Aurore Gagnon meurt le 12 février 1920 dans des circonstances suspectes. Elle voit le jour le 31 mai 1909 à Sainte-Philomène de Fortierville, dans le comté de Lotbinière, province de Québec. Sa mère décède alors qu’Aurore est âgée de huit ans. Son père, Télesphore Gagnon, qui est fermier et bûcheron originaire de Fortierville, se remarie immédiatement à Marie-Anne Houde, une veuve, mère de quatre enfants issus de son union précédente. Aurore meurt deux ans plus tard, à l’âge de dix ans. L’enquête du coroner dévoile qu’elle est morte d’un empoisonnement du sang et d’un épuisement général dus au grand nombre de blessures non soignées dont son corps était couvert.

Le décès d’Aurore sème la confusion au sein de la communauté. On pointe rapidement du doigt sa belle-mère, qui n’avait jamais tenté de cacher la violence qu’elle et son mari infligeaient à l’enfant. Ils sont tous deux immédiatement traduits en justice. Sa belle-mère est reconnue coupable de meurtre au premier degré après qu’ait été rejeté son plaidoyer d’aliénation mentale. Elle est condamnée à être pendue, mais la peine est réduite à l’emprisonnement à vie étant donné qu’elle doit accoucher de jumeaux. Elle meurt en prison quelques années plus tard. Bien que Télesphore Gagnon ait incontestablement participé aux violences infligées à sa fille, il est reconnu coupable d’homicide involontaire, un crime moins grave que celui de sa femme. Il purge une courte peine d’emprisonnement, puis il retourne vivre à Fortierville jusqu’à la fin de ses jours.
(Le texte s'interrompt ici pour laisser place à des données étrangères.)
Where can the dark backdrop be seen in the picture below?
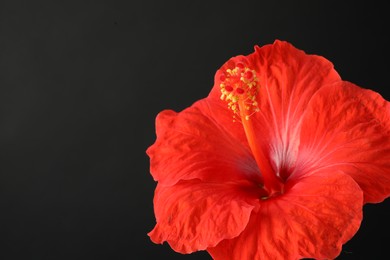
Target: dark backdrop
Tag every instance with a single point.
(81, 83)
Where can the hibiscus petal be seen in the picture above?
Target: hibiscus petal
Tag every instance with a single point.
(201, 142)
(348, 128)
(288, 78)
(193, 215)
(312, 219)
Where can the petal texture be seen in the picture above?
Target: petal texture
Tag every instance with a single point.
(288, 79)
(348, 128)
(200, 142)
(311, 220)
(192, 215)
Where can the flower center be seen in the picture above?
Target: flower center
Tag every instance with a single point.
(240, 87)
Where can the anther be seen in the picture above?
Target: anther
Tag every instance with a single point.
(229, 88)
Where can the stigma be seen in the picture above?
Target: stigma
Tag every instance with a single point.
(239, 88)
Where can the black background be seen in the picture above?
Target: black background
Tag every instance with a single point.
(81, 83)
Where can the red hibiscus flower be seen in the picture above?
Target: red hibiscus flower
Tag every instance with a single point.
(276, 163)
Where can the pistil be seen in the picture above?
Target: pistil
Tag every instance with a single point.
(239, 87)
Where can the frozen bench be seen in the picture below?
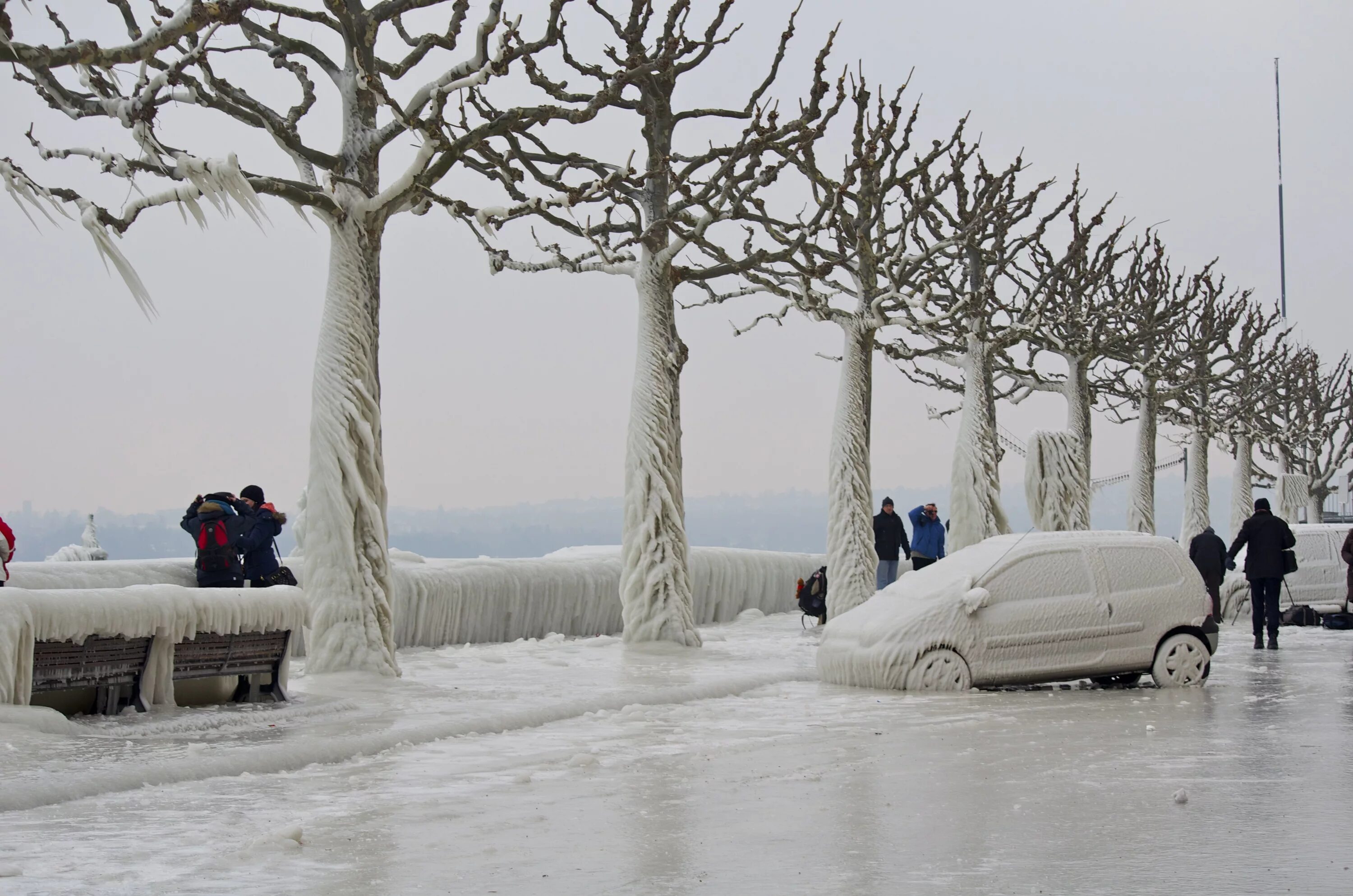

Avant d’aller plus loin dans ce CyberMystère, apprenez les détails liés à l’affaire :

Éléments de preuve
Lisez les deux articles de La Presse qui ont été publiés en avril 1920, juste avant que soit prononcée la sentence de Marie-Anne Houde.

Les protagonistes

Chronologie des événements

ÉTAPE 2 : Déterminer pourquoi personne n’est intervenu

Malgré le fait que plusieurs membres de la communauté semblaient être au fait des mauvais traitements que subissait Aurore, personne n’a agi pour les faire cesser. Mais la dure réalité, c’est que le silence des habitants de Sainte-Philomène n’est pas exceptionnel. Les cas de violence envers les enfants restent souvent cachés. Votre prochaine tâche est d’en apprendre davantage sur les facteurs typiques qui font généralement en sorte que les gens hésitent à dénoncer la violence. Puis, vous consulterez plus particulièrement les faits entourant l’affaire d’Aurore pour déterminer lesquels de ces obstacles ont contribué à l’inaction des membres de la communauté.

Lisez les notes préparatoires La réticence à dénoncer les cas de violence envers les enfants pour découvrir pourquoi les victimes, et même les gens qui soupçonnent un cas de violence familiale, ne dénoncent pas cette situation. Concentrez-vous sur les 11 facteurs qui semblent expliquer pourquoi les adultes hésitent à intervenir :

  • Éviter toute implication
  • Admettre le châtiment corporel
  • Minimiser l’importance
  • Envenimer la situation
  • Douter de l’efficacité de la dénonciation
  • Préserver sa propre sécurité
  • Rester à l’écart
  • Douter de soi
  • Ignorer sa responsabilité
  • Ignorer la marche à suivre
  • Douter des autorités

Lisez les cinq témoignages, que vous trouverez dans la section Éléments de preuve, et répertoriez ceux qui peuvent vous aider à comprendre pourquoi ces témoins ne sont pas intervenus pour aider Aurore. Complétez le tableau Interpréter la réticence de certains individus à intervenir pour accomplir cette tâche :

  • dans la première colonne, inscrivez le titre et les détails du document que vous analysez;
  • dans la deuxième colonne, inscrivez l’information contenue dans chaque document qui suggère une raison de l’inaction des gens;
  • et dans la troisième colonne, déterminez lequel des 11 facteurs semble être l’obstacle en question et expliquez pourquoi vous croyez qu’il s’agit du principal facteur incitant au silence.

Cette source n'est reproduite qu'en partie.